The Baltimore Board of Municipal and Zoning Appeals postponed consideration of a conditional‑use request for a 150‑foot telecommunications monopole at 300 South Alamont after sustained public opposition and questions from board members.

Doug Sampson, an attorney representing the applicant, described the proposal as a replacement for existing rooftop antennas that must be removed because the building is unsafe. He told the board the proposed pole, about 800 feet from the current site, would replace coverage currently on the deteriorating rooftop and would host three colocated providers including Verizon, AT&T and T‑Mobile.

Residents who testified said they learned of the project only from small posted signs and called for more community engagement. Greta Willis, president of the Mount Olivet Community Association, asked the board to postpone the case until state and city officials could explain what benefits the project would bring to the neighborhood and how residents would be protected.

American Tower representative Julie Erb said the company would like to remove the rooftop equipment before winter because the existing roof is unsafe, described a permitting timeline that includes about 60 days for a building permit plus one to two months to mobilize and construct, and said the constructed facility would be unmanned aside from quarterly maintenance visits.

Board members focused questions on whether the public posting met BMZA rules and whether the applicant’s engineering documentation adequately explained the tower’s fall radius. Planning staff had asked for clarification because the application included an engineer’s statement describing a zero‑foot fall radius.
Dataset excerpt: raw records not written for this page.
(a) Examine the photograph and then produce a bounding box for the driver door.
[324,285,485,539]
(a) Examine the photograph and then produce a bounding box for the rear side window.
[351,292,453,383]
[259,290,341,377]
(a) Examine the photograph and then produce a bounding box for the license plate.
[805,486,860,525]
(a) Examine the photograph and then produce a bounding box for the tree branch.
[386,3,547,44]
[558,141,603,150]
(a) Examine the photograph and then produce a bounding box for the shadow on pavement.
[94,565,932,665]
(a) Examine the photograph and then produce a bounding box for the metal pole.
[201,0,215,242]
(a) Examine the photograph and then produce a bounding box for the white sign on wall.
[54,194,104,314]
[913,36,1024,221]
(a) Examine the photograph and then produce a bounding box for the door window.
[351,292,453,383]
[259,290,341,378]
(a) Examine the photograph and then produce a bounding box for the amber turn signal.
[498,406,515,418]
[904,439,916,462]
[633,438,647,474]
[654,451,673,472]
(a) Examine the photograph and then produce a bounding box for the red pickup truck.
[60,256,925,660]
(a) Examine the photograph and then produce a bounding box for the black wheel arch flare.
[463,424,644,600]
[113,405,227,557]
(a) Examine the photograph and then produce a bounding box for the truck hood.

Sampson told the board the tower manufacturer and the applicant’s engineers certified the fall radius as effectively zero but agreed to provide a clearer, updated engineering certification if the board required it.

Given the number of neighbors who came forward and the outstanding technical documentation, the chair offered a postponement rather than a denial, noting a denial would bar resubmission for 12 months. The applicant agreed to request a postponement, to seek a better engineering certification, and to provide direct contact information to the neighborhood association so residents can receive application materials and follow‑up information.

The board did not take a final vote on the merits; it postponed the matter to allow the applicant to return with additional engineering documentation and evidence of further community outreach.